On Tue, 12 Oct 2004, Jules Richardson wrote:
Where's IDE these days relative to SCSI?
Very, very good. Except for really demanding jobs, which mail
and ftp archive is not, SCSI is a waste of money.
SCSI controllers
(RAID or otherwise) were always better than IDE - plus you get the
higher reliability, more flexible bus options etc.
Times change! Drives are far cheaper; >> reliability may still
exist in SCSI, but it's not been borne out in my experience.
If you've
got a 100Mbit ether, it's unlikely it will exceed
the disk or OS speed.
Not so convinced about that - remember that's bits, not bytes; ethernet
isn't *that* fast (relative to other things).

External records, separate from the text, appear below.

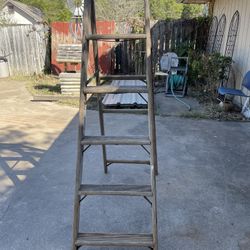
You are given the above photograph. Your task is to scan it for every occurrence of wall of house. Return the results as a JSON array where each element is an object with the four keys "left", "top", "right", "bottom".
[
  {"left": 1, "top": 6, "right": 34, "bottom": 25},
  {"left": 213, "top": 0, "right": 250, "bottom": 97}
]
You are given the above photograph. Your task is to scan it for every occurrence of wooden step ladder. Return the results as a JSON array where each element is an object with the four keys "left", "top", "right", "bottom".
[{"left": 72, "top": 0, "right": 158, "bottom": 249}]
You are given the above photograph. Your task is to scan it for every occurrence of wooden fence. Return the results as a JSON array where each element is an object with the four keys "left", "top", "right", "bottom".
[
  {"left": 51, "top": 21, "right": 115, "bottom": 75},
  {"left": 0, "top": 19, "right": 209, "bottom": 76},
  {"left": 114, "top": 19, "right": 209, "bottom": 74},
  {"left": 0, "top": 24, "right": 49, "bottom": 75}
]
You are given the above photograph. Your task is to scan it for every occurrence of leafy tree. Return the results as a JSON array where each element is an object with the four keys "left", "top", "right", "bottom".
[
  {"left": 74, "top": 0, "right": 83, "bottom": 7},
  {"left": 95, "top": 0, "right": 205, "bottom": 21},
  {"left": 18, "top": 0, "right": 72, "bottom": 22},
  {"left": 95, "top": 0, "right": 143, "bottom": 22},
  {"left": 13, "top": 0, "right": 205, "bottom": 23},
  {"left": 182, "top": 4, "right": 204, "bottom": 19},
  {"left": 150, "top": 0, "right": 183, "bottom": 20}
]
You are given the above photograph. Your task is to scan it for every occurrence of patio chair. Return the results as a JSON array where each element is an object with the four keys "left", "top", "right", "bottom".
[{"left": 218, "top": 71, "right": 250, "bottom": 111}]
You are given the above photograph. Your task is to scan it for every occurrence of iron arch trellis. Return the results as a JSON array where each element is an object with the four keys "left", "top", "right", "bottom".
[
  {"left": 225, "top": 10, "right": 240, "bottom": 58},
  {"left": 213, "top": 14, "right": 226, "bottom": 53},
  {"left": 223, "top": 10, "right": 240, "bottom": 86},
  {"left": 206, "top": 16, "right": 218, "bottom": 54}
]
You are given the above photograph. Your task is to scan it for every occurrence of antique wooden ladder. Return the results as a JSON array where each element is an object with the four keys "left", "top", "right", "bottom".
[{"left": 72, "top": 0, "right": 158, "bottom": 249}]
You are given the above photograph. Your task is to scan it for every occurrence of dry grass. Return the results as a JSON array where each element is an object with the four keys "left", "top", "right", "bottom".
[
  {"left": 23, "top": 74, "right": 81, "bottom": 108},
  {"left": 23, "top": 74, "right": 61, "bottom": 96},
  {"left": 182, "top": 86, "right": 246, "bottom": 121},
  {"left": 180, "top": 103, "right": 245, "bottom": 121}
]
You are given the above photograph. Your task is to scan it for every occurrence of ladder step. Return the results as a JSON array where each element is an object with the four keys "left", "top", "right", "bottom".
[
  {"left": 81, "top": 136, "right": 150, "bottom": 145},
  {"left": 107, "top": 159, "right": 150, "bottom": 165},
  {"left": 79, "top": 184, "right": 152, "bottom": 196},
  {"left": 76, "top": 233, "right": 153, "bottom": 247},
  {"left": 83, "top": 85, "right": 148, "bottom": 94},
  {"left": 100, "top": 75, "right": 147, "bottom": 81},
  {"left": 86, "top": 34, "right": 147, "bottom": 40},
  {"left": 102, "top": 108, "right": 148, "bottom": 114}
]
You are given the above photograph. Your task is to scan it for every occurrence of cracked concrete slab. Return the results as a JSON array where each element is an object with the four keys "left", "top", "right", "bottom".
[{"left": 0, "top": 79, "right": 250, "bottom": 250}]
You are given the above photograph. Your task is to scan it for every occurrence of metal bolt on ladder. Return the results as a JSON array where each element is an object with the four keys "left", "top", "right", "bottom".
[{"left": 72, "top": 0, "right": 158, "bottom": 249}]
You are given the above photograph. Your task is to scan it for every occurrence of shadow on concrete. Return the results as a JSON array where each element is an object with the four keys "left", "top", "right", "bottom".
[
  {"left": 0, "top": 114, "right": 78, "bottom": 249},
  {"left": 1, "top": 110, "right": 250, "bottom": 250},
  {"left": 0, "top": 143, "right": 44, "bottom": 188}
]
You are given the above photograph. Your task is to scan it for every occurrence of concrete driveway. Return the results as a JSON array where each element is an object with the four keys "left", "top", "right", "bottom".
[{"left": 0, "top": 79, "right": 250, "bottom": 250}]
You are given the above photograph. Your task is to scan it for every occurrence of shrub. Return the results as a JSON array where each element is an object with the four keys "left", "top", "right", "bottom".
[{"left": 188, "top": 51, "right": 232, "bottom": 99}]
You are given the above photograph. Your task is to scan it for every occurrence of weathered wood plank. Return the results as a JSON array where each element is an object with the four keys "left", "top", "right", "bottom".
[
  {"left": 81, "top": 135, "right": 150, "bottom": 145},
  {"left": 87, "top": 34, "right": 147, "bottom": 40},
  {"left": 83, "top": 85, "right": 148, "bottom": 94},
  {"left": 76, "top": 233, "right": 153, "bottom": 247},
  {"left": 106, "top": 159, "right": 150, "bottom": 165},
  {"left": 71, "top": 0, "right": 91, "bottom": 248},
  {"left": 56, "top": 44, "right": 82, "bottom": 63},
  {"left": 144, "top": 1, "right": 159, "bottom": 250},
  {"left": 100, "top": 75, "right": 146, "bottom": 80},
  {"left": 102, "top": 108, "right": 148, "bottom": 114},
  {"left": 0, "top": 24, "right": 47, "bottom": 75}
]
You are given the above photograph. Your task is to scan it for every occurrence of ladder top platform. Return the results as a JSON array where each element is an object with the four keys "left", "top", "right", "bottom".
[
  {"left": 86, "top": 34, "right": 147, "bottom": 40},
  {"left": 83, "top": 85, "right": 148, "bottom": 94},
  {"left": 100, "top": 75, "right": 147, "bottom": 81}
]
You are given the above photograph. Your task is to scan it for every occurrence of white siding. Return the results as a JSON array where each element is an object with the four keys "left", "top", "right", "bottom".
[
  {"left": 213, "top": 0, "right": 250, "bottom": 98},
  {"left": 1, "top": 6, "right": 33, "bottom": 25}
]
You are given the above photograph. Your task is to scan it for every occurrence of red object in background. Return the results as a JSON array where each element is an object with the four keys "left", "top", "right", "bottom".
[{"left": 51, "top": 21, "right": 115, "bottom": 75}]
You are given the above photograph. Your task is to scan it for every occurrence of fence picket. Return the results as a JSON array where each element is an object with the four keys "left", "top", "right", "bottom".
[
  {"left": 0, "top": 24, "right": 48, "bottom": 75},
  {"left": 114, "top": 19, "right": 209, "bottom": 75}
]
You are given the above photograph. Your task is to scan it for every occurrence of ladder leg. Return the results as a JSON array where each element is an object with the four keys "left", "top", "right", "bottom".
[
  {"left": 90, "top": 0, "right": 108, "bottom": 174},
  {"left": 99, "top": 108, "right": 108, "bottom": 173},
  {"left": 151, "top": 110, "right": 158, "bottom": 176},
  {"left": 151, "top": 165, "right": 158, "bottom": 250},
  {"left": 72, "top": 1, "right": 91, "bottom": 249},
  {"left": 144, "top": 0, "right": 158, "bottom": 248},
  {"left": 71, "top": 94, "right": 87, "bottom": 250}
]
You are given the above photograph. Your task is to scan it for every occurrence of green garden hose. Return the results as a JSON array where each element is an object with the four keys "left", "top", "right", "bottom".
[{"left": 168, "top": 74, "right": 191, "bottom": 111}]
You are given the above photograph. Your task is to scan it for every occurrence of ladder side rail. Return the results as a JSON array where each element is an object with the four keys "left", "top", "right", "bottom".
[
  {"left": 144, "top": 1, "right": 158, "bottom": 176},
  {"left": 90, "top": 0, "right": 108, "bottom": 173},
  {"left": 144, "top": 0, "right": 158, "bottom": 249},
  {"left": 72, "top": 0, "right": 91, "bottom": 249}
]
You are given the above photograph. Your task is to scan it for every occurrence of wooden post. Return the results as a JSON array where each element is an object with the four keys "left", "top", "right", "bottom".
[
  {"left": 144, "top": 0, "right": 158, "bottom": 249},
  {"left": 71, "top": 0, "right": 91, "bottom": 249}
]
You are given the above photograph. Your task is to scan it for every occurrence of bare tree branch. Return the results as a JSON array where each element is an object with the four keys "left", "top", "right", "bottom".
[{"left": 95, "top": 0, "right": 143, "bottom": 22}]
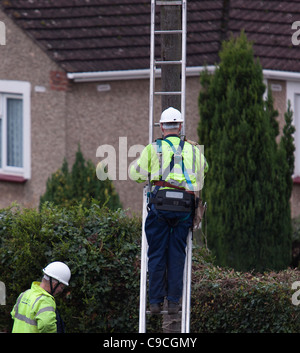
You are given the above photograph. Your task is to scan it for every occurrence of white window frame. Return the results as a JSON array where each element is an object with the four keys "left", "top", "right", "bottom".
[
  {"left": 0, "top": 80, "right": 31, "bottom": 180},
  {"left": 287, "top": 81, "right": 300, "bottom": 178}
]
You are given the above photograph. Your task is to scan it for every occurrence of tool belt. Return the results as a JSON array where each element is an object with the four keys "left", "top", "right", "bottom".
[
  {"left": 149, "top": 188, "right": 195, "bottom": 213},
  {"left": 149, "top": 138, "right": 196, "bottom": 213}
]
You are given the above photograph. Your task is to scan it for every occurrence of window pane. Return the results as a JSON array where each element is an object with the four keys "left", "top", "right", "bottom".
[{"left": 7, "top": 98, "right": 23, "bottom": 167}]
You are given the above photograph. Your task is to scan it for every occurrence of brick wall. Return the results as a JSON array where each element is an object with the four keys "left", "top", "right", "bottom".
[{"left": 50, "top": 70, "right": 69, "bottom": 91}]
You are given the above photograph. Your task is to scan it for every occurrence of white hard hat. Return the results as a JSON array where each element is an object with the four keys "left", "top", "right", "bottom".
[
  {"left": 159, "top": 107, "right": 184, "bottom": 124},
  {"left": 43, "top": 261, "right": 71, "bottom": 286}
]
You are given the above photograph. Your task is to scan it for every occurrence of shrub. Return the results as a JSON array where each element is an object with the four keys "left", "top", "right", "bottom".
[
  {"left": 1, "top": 203, "right": 300, "bottom": 333},
  {"left": 39, "top": 145, "right": 122, "bottom": 211},
  {"left": 0, "top": 202, "right": 141, "bottom": 333},
  {"left": 198, "top": 32, "right": 294, "bottom": 271},
  {"left": 191, "top": 259, "right": 300, "bottom": 333}
]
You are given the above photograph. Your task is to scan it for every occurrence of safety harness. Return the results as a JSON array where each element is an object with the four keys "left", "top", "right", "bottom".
[{"left": 149, "top": 137, "right": 197, "bottom": 213}]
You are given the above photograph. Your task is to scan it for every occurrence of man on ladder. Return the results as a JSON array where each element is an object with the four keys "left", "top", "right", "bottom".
[
  {"left": 130, "top": 107, "right": 208, "bottom": 315},
  {"left": 131, "top": 0, "right": 208, "bottom": 333}
]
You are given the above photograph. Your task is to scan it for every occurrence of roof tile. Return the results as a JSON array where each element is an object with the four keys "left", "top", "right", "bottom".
[{"left": 0, "top": 0, "right": 299, "bottom": 73}]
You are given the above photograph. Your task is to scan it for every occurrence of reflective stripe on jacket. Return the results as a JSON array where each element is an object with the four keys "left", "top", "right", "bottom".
[
  {"left": 130, "top": 135, "right": 208, "bottom": 192},
  {"left": 11, "top": 281, "right": 57, "bottom": 333}
]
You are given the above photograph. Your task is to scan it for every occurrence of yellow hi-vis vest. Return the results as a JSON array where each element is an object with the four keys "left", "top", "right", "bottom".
[
  {"left": 130, "top": 135, "right": 208, "bottom": 192},
  {"left": 11, "top": 282, "right": 57, "bottom": 333}
]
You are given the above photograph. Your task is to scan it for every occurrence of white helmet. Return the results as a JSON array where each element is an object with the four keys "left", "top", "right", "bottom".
[
  {"left": 43, "top": 261, "right": 71, "bottom": 286},
  {"left": 159, "top": 107, "right": 184, "bottom": 124}
]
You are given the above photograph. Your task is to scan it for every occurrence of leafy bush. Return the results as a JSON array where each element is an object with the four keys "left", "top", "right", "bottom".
[
  {"left": 40, "top": 145, "right": 122, "bottom": 210},
  {"left": 191, "top": 258, "right": 300, "bottom": 333},
  {"left": 0, "top": 202, "right": 141, "bottom": 333},
  {"left": 1, "top": 203, "right": 300, "bottom": 333}
]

(I think you misread this -- without special preparation,
you'll never get > 25 - 50 Mbits/sec through it; that's 5
megabytes/sec peak.
But even this is a false measure; it's not realistic or
practical to size a system by the very tip of peak performance
requirements. More empirical tests are appropriate: how long does
it ACTUALLY take to explode mail? What portion of that is spent
on-disk? (My guess, from actually working with giant mailers, is
90% of the time is spent on the net tied up in TCP-open waits!)

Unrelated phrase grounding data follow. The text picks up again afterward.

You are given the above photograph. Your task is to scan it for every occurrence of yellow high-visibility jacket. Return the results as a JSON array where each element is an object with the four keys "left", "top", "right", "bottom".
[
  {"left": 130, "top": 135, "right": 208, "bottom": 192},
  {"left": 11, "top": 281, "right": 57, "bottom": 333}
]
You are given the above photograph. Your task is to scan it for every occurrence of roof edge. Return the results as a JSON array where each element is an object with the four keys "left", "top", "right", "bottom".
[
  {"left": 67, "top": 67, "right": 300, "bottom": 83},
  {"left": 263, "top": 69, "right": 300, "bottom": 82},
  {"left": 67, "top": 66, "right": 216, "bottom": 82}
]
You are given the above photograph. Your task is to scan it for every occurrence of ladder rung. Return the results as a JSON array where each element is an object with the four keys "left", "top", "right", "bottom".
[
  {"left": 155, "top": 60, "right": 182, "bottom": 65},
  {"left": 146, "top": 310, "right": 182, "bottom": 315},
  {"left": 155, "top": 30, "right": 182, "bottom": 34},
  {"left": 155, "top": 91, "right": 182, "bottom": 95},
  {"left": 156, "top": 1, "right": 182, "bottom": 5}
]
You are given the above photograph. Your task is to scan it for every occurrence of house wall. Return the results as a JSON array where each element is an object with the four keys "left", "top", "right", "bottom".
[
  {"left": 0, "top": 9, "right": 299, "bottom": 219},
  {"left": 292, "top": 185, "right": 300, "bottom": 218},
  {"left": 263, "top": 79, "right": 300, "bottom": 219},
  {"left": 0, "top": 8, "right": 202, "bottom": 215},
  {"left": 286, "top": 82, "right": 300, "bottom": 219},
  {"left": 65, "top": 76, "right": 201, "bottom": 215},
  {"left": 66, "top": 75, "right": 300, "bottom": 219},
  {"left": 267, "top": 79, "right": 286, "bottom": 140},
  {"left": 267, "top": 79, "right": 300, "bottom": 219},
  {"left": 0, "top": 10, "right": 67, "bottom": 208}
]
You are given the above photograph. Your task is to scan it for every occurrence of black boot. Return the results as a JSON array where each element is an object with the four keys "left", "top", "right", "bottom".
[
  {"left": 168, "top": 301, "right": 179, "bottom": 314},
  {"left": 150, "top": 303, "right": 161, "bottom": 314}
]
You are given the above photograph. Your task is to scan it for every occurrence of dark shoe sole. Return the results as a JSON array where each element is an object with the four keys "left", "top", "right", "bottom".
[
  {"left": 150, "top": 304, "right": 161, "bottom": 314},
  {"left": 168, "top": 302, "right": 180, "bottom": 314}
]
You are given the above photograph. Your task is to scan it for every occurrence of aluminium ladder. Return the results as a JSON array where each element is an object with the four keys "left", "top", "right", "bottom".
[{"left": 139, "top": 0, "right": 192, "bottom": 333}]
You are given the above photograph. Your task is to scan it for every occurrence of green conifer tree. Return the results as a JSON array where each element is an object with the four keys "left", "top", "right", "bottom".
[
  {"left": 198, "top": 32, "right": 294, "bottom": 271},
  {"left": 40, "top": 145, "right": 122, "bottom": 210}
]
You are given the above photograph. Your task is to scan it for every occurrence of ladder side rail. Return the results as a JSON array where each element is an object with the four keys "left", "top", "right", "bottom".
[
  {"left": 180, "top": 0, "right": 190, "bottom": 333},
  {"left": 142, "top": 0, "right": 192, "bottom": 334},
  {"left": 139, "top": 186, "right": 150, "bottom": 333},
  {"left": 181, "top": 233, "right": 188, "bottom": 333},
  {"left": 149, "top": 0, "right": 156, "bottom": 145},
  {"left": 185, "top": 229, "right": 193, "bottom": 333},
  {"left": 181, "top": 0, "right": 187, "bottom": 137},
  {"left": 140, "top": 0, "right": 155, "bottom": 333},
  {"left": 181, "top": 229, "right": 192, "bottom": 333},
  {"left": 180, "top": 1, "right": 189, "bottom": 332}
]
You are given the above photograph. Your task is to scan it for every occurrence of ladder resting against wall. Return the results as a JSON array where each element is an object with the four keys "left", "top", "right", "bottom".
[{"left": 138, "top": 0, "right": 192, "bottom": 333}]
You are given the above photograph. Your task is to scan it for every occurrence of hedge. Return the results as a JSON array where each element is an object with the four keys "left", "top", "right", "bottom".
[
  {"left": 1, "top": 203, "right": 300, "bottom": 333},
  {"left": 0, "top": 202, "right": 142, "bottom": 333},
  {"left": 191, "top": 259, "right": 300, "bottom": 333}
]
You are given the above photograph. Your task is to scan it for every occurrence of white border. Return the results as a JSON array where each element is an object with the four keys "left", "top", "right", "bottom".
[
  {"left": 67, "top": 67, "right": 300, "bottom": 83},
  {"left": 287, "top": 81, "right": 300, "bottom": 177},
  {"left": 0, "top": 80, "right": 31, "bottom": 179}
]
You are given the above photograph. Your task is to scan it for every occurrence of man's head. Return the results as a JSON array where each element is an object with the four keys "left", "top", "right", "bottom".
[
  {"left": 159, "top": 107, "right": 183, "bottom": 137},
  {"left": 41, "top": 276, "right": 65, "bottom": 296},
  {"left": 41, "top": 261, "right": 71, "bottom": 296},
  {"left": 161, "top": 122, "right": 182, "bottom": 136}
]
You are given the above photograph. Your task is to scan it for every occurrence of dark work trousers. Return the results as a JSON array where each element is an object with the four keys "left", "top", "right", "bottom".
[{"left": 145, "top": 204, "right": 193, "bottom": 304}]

As for mirroring to a seperate machine (if that's
what you were
intending) then disk performance should easily outstrip network
bandwidth
Even a fair EIDE system on a modern machine will keep 100megabit
ether 100% soaked 100% of the time if you're just copying
data over a wire. But rarely is that how files are moved,
and certainly not over the open internet!
(and could probably upset the underlying mail software
whilst
mirroring was taking place) -
I simply don't believe this. This is what OS's *do*. Or maybe
I misread this. Temp files disappear during backups all the
time, it's rarely a problem (occasional "file disappeared!" in
the log).
I'd go for a seperate ethernet link
between machines just for mirroring purposes in that case.
Utter waste of time. It could improve stopwatch times to complete
a mirror; but who cares unless the time is significant? This is
what computers *are for*, to do drudgery. If you've got the
ethernet on board, by all means, but otherwise it's a waste
without an actual need.
Unless you have a tightly-specified problem and constraints,
it's best to solve problems when the occur.